Boasting In Suffering – 2 Corinthians 11:23–27

by | 1 & 2 Corinthians


23Are they servants of Christ?—I speak as if insane—I more so; in far more labors, in far more imprisonments, beaten times without number, often in danger of death. 24Five times I received from the Jews thirty-nine lashes. 25Three times I was beaten with rods, once I was stoned, three times I was shipwrecked, a night and a day I have spent in the deep. 26I have been on frequent journeys, in dangers from rivers, dangers from robbers, dangers from my countrymen, dangers from the Gentiles, dangers in the city, dangers in the wilderness, dangers on the sea, dangers among false brethren; 27I have been in labor and hardship, through many sleepless nights, in hunger and thirst, often without food, in cold and exposure.


Let the comparisons begin! Paul may anticipate that some of his readers will think he has gone insane by writing like this, so he inserts parenthetically, “I speak as if insane.” Or he may be asserting that to boast in this way is to court insanity. Either way, he continues his faux boasting by turning the narrative to a different nature about what is boast-worthy.

Rather than boasting about his superior knowledge or his position as an exalted apostle, Paul instead lays out all the suffering he has gone through to get the word out about the gospel. He says elsewhere, “But may it never be that I would boast, except in the cross of our Lord Jesus Christ, through which the world has been crucified to me, and I to the world” (Gal. 6:14). Because of the cross of Christ, we see here in Paul’s letter to the Corinthians how his relationship to the world system and its fleshly way of living worked out in Paul’s life. When he boasts in his sufferings, he is boasting in the cross, for that is the only reason why he could go through so much.
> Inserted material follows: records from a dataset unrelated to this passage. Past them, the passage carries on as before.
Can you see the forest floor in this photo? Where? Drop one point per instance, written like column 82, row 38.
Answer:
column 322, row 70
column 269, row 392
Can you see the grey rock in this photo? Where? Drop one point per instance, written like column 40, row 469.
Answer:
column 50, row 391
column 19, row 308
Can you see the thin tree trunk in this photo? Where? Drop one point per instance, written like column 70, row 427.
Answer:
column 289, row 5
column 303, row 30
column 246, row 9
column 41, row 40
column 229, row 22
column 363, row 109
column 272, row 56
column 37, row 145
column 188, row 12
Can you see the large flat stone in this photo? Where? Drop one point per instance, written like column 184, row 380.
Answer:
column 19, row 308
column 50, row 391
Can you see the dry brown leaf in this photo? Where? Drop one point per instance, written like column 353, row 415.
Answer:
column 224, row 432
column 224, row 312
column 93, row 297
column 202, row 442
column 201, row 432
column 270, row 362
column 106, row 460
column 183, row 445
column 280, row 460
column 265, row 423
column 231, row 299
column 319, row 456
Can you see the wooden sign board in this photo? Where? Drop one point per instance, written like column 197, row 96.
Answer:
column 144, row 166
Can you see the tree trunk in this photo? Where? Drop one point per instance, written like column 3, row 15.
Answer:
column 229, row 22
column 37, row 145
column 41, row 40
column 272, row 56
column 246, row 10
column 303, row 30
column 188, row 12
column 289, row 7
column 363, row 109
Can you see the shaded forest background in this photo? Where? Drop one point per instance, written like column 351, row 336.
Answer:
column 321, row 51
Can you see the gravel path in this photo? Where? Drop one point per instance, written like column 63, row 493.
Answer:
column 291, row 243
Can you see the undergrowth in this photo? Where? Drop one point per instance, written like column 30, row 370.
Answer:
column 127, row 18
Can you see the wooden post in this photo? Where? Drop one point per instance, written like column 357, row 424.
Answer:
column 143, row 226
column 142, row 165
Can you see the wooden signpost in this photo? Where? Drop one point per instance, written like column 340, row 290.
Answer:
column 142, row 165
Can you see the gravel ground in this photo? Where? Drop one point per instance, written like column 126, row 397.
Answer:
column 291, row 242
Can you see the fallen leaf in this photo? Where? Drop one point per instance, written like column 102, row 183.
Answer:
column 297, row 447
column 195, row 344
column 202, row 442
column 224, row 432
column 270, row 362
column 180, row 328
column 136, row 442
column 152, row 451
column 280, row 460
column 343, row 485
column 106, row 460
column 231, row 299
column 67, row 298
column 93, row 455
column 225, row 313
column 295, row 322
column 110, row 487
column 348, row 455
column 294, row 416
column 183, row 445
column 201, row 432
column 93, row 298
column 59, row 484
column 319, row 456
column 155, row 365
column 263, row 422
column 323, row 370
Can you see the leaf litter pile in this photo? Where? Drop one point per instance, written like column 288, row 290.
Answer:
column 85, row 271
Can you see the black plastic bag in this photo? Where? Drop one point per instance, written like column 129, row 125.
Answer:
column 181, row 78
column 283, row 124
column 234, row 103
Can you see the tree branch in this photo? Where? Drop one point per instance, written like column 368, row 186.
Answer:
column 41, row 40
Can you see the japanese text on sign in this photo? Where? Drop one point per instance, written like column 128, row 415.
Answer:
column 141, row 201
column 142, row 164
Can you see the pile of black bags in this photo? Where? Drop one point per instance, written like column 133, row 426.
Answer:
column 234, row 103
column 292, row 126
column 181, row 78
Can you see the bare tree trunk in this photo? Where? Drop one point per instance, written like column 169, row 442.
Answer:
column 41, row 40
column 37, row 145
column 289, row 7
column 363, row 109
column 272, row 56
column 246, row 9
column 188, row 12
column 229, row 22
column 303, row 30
Read the list above and ponder it. Imprisonments, beatings, near-death experiences, whippings, stoning, shipwrecks and continuous dangers confronting him from his many travels, river crossings, and highway robberies. And these were not just in the ungoverned parts of the world but in the cities and villages. There was the constant concern of so-called believers who were really spies to harass the apostles. He describes his experiences as labor and hardship, sleepless nights, suffering hunger and thirst, exposure to the elements. This gives us more of a personal autobiography of Paul’s missionary journeys recorded in Acts 13–28.

These are the things Paul chooses to boast about, the things which most people complain about. In today’s popular Christian culture, one might assume he must have missed God’s perfect plan for a wonderful life. But going through that was necessary to bring the love and forgiveness of God to the Corinthians.


Lord, thank You for those who have suffered to preach the news about Christ.